Four different spots will air on ABC during prime time March 8, 15 and 23 and April 4. Between spots, participants are invited to log onto the Web site to vote for scenarios and submit opening lines for the next spot. Participants accumulate points for prizes by voting online.
"This is truly an interactive commercial," said Jan Klug, marketing communications manager overseeing advertising at Ford Division. "At this point in [media] convergence, we have to learn as much as we can."
J. Walter Thompson USA's Detroit office handles, creating national print, newspaper and banner ads touting "Focus Interactive TV," targeted at 21-to-29-year-olds. JWT will send info about the promotion via e-mail to nearly 50,000 prospects, whose names were collected from various Focus sponsorships or promotions, including a promotion with "Dawson's Creek" and sponsoring Ricky Martin concerts last fall.
Ford tested the interactive TV link last fall during the first round of live spots for Focus, featuring cable TV's Annabelle Gurwitch, host of "Dinner & a Movie" on TBS. In one spot, viewers were asked to vote online to decide which of two outfits she should wear in an upcoming commercial.
"Low and behold, there was this epic response from thousands of people who gave a damn," said Peter Kagan, the Stiefel & Co. director of the spots.
Within 15 minutes of the live commercial 15,000 people on the East Coast had gone online to respond, said Bruce Rooke, executive creative director at JWT, said. The West Coast votes were missed due to a technological glitch.
The Focus was launched last September in live TV commercials. But the spots were criticized for being too scripted. Both the client and JWT said the problem was that the networks and Federal Communications Commission wanted to see and approve scripts 24 hours before airtime.
After early criticisms of the spots' stiffness, Ford and its agency decided to "install bloopers to enhance the honesty of the experience," Mr. Kagan said. For example, in one spot, they purposely let the 80-foot cable connecting the camera to the satellite feed disconnect as Ms. Gurwitch drove away in the Focus. "The tricky part was a very interesting distinction we stumbled upon -- the distinction between live and spontaneous," the director said. "We could have been much more spontaneous had we not been live."

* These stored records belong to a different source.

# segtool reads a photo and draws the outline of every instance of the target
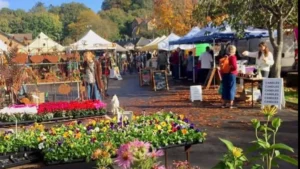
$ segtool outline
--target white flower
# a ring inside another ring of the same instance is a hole
[[[42,136],[42,140],[46,140],[46,138],[47,138],[46,136]]]
[[[43,148],[45,148],[44,143],[40,143],[40,144],[39,144],[39,149],[41,150],[41,149],[43,149]]]
[[[86,127],[83,127],[83,130],[86,130]]]
[[[95,131],[98,133],[100,131],[99,127],[96,127]]]

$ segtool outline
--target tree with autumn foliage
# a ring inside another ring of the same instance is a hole
[[[195,0],[155,0],[153,16],[157,28],[168,34],[186,34],[196,25],[192,16],[195,6]]]
[[[226,21],[239,35],[249,26],[268,29],[275,61],[270,73],[280,77],[283,35],[285,29],[298,26],[298,0],[199,0],[193,16],[203,25]]]
[[[76,40],[89,29],[95,31],[105,39],[115,40],[119,36],[118,25],[110,20],[101,18],[91,10],[82,11],[77,21],[68,25],[70,36]]]

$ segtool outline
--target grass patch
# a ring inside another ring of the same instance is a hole
[[[298,104],[298,89],[284,88],[285,100]]]

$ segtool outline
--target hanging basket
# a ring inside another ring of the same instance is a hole
[[[58,87],[58,93],[59,94],[64,94],[64,95],[67,95],[71,92],[71,86],[68,85],[68,84],[61,84],[59,87]]]
[[[31,62],[33,63],[41,63],[44,60],[44,56],[42,55],[35,55],[30,57]]]

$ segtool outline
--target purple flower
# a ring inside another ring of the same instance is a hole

The new round of live commercials will be "spontaneously interactive, so now the spontaneity isn't framed in terms of bloopers," he added. "What we're doing has never been done before."
Online participants are asked multiple-choice questions to determine which of five unknown actors and which scene they want to see in the next spot arriving within a half-hour. Ford and JWT will let ABC and the FCC see all the possible scripts ahead of time, Mr. Rooke said. JWT plans to have a network representative on the set to approve opening lines submitted by consumers between spots on the same night.
RISK OF GLITCHES
Dick O'Connor, retired chairman of Campbell-Ewald, Warren, Mich., said live TV commercials aren't as safe as taped because you can edit out errors when producing before airtime. Marketers doing live spots may be looking to do something different or hoping to get some publicity. "What's most important in a commercial is the advertiser getting a message across with words they want, not who picks the actor."
Mr. O'Connor doesn't expect any big move back to live TV ads.
Burt Manning, retired worldwide chairman of J. Walter Thompson Co., disagreed. He predicted others will follow Ford's path if the strategy is successful. The 15,000 online respondents to last fall's Focus ad is a fabulous response, he said.
Live TV commercials waned as video technology improved, so they virtually disappeared in the '60s, recalled Mr. Manning. Live spots aren't done because marketers don't want to take the risk of glitches.
Mr. Kagan, the Focus director, recognizes how tricky live TV spots can be to produce. While waiting to do the first live spot near New York's Wall Street last September, the crew had to make way for a 5-kilometer run. He also recounted that an "Octoberfest" spot shot outside a beer hall "full of soused yahoos" was tough because "we feared some lunatic [inside] would start screaming profanities at the top of his lungs that we couldn't edit out."